According to Nutanix, African businesses are hungry for emerging technologies that support a future vision where they can derive the most from the cloud, while having the confidence that their local data centres are able to support workload mobility.
"However, cost, resources and support, continue to be an inhibitor to progressive technology plans. This has sparked an interest in hyperconvergence and in particular the promise of 'invisible infrastructure' that Nutanix brings to the table," the company says.
Paul Ruinaard, regional sales director at Nutanix Sub-Saharan Africa, says last year Nutanix experienced significant growth in its local channel business, where it released a series of EMEA-led channel programmes and drove joint customer momentum.
"The appointment of Axiz provides our partner team with access to a distributor that will help to better scale these programmes and provide resellers with a wider geographical reach across the African continent," he adds.
With a broad partner network, including a host of enterprise and SMME solution providers, Axiz is focused on delivering technologies that assist customers with their virtualisation, cloud and digital transformation projects.

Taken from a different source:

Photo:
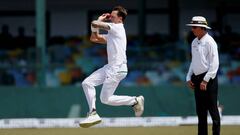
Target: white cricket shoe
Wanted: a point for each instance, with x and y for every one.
(139, 106)
(91, 120)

With the addition of Nutanix to its portfolio, it will be able to provide customers with a solution that supports hyperconverged clouds as well as on-premises deployments.
Neil Jackson, business unit manager for software at Axiz, says the market is moving towards hybrid and multi-cloud models –consuming services instead of owning everything. However, there is also a realisation that not every workload is suited to the public cloud.
"A balance between public cloud, private cloud and on-premise is often necessary, which is why HCI has become very attractive," says Jackson.